Roman names go like this (and bear in mind this is the simplified version). First for blokes: you start with a family name, which comes from your father and is your clan or gens. For example Julius would be a man of the Julii, Antonius would be a man of the Antonii etc. You get this when you're born. If you survive the first 9 days you're given a personal name such as Marcus, but this comes from a very very limited list - 98% of men had one of 17 personal names. Which means that the same bloody names were repeated throughout Roman history and modern researchers end up tearing their hair out trying to distinguish all the different people called Marcus Julius.
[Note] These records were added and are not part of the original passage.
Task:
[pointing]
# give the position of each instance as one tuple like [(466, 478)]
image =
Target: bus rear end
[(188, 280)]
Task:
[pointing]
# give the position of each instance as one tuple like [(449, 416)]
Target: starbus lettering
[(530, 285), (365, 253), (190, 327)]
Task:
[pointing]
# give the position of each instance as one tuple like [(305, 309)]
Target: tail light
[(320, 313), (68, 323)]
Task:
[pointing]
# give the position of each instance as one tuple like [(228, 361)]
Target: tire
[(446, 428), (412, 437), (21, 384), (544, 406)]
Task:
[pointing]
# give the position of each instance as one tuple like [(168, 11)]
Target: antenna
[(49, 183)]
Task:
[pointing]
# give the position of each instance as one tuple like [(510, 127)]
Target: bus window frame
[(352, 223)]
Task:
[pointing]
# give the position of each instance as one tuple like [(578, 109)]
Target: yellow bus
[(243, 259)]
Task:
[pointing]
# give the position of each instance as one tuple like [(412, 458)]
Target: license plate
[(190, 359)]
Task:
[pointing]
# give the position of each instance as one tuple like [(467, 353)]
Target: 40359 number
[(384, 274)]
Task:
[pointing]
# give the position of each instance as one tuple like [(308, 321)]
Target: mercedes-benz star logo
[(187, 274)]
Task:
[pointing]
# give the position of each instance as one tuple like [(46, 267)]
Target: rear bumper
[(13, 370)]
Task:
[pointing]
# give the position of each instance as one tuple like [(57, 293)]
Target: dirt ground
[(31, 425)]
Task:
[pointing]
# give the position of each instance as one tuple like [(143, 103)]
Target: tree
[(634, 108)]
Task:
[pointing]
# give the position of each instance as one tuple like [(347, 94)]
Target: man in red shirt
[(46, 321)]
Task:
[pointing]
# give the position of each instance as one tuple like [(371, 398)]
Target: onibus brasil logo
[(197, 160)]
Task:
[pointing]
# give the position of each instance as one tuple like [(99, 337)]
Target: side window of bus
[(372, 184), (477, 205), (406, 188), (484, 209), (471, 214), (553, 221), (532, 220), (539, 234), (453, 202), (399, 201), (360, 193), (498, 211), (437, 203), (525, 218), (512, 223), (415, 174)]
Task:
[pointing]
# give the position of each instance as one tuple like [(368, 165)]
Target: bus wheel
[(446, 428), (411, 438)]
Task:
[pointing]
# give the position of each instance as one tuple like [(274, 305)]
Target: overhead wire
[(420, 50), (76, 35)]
To back up the official names you might also get a cognomen, which is sort of a nickname - Caesar means "hairy", Tacitus means "silent", Cicero means "chickpea". As these nicknames eventually became hereditary (after all, sons would be named after their fathers), yet another nickname was added. In fact pretty much all the famous Roman names we know now are actually nicknames.
For women, it was a bit simplier. They didn't have personal names or nicknames, just family ones. So if your father was called Marcus Octavius Africanus you would be called Octavia. So would all your sisters. To distinguish girls they were given numbers: Octavia Prima, Octavia Secunda, Octavia Tertia etc. If anyone outside the family cared, you might also be known as Octavia Africana.